One assumes that's the new reality that no-one was buying Windows handsets before Nokia, no-one is going to buy windows handsets after Nokia and no-one is buying Symbian handsets as Nokia have nailed it to the cross.
Nokia
A company destined to become just another chapter in a book on Marketing Blunders. A footnote in the Smartphone industry.
By the time the Nokia WP comes out the company will have gone from a market cap of $35bn to somewhere close to single digit billions. Wouldn't surprise me if they snapped up by Microsoft, or even one of the Taiwanese or Chinese outfits.
Elop has been nothing but a disaster for Nokia so far - it's true they were in trouble before, but all he's done is accelerate that.
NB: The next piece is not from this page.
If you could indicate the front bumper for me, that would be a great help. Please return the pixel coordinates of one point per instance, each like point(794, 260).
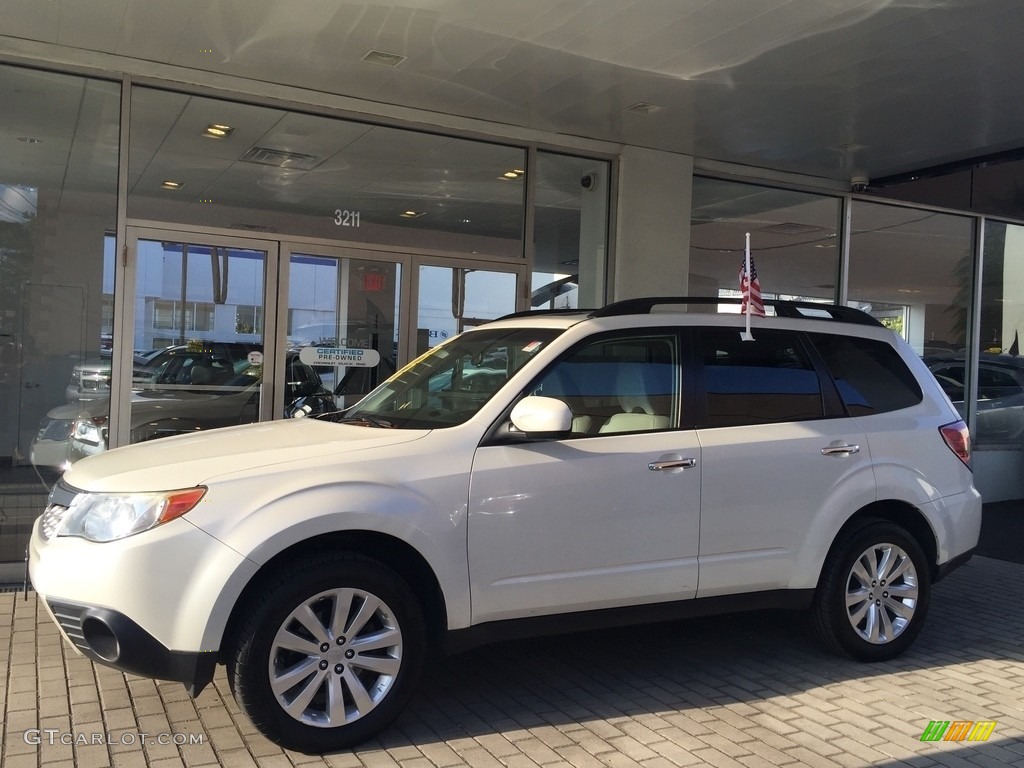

They may have been on a burning platform (if you believe that), but now they're under water and drowning.
Judging by this announcement it's clear the operators are not stocking Symbian any more - and who can blame them? It's difficult to see who will now be buying the 150mn Symbian devices Nokia believed it would be able to sell back in February, and since very few appear to be buying Windows Phone devices it's hard to imagine the slack will be taken up by consumers saving their pennies for once the Nokia WP hits the shelves. If they wanted a WP device they'd already have one. They don't, and a device from Nokia will make precious little difference.
Nokia have only two choice: stick with Elop and hope that WP7 takes off before they run out of money, or ditch Elop along with his strategy and go back to basics of running your own platform which was orders of magnitude more popular than the one from Microsoft.
Either way Elop should be prosecuted for destroying shareholder value with his incompetence.
I wonder why?
He's already announced the end of Symbian, so why would people want to buy into a fading platform? Personally I think Symbian is getting better all the time - but Elop has tainted it with death, as soon as he opened his mouth....And he has bugger all else to sell, the idiot.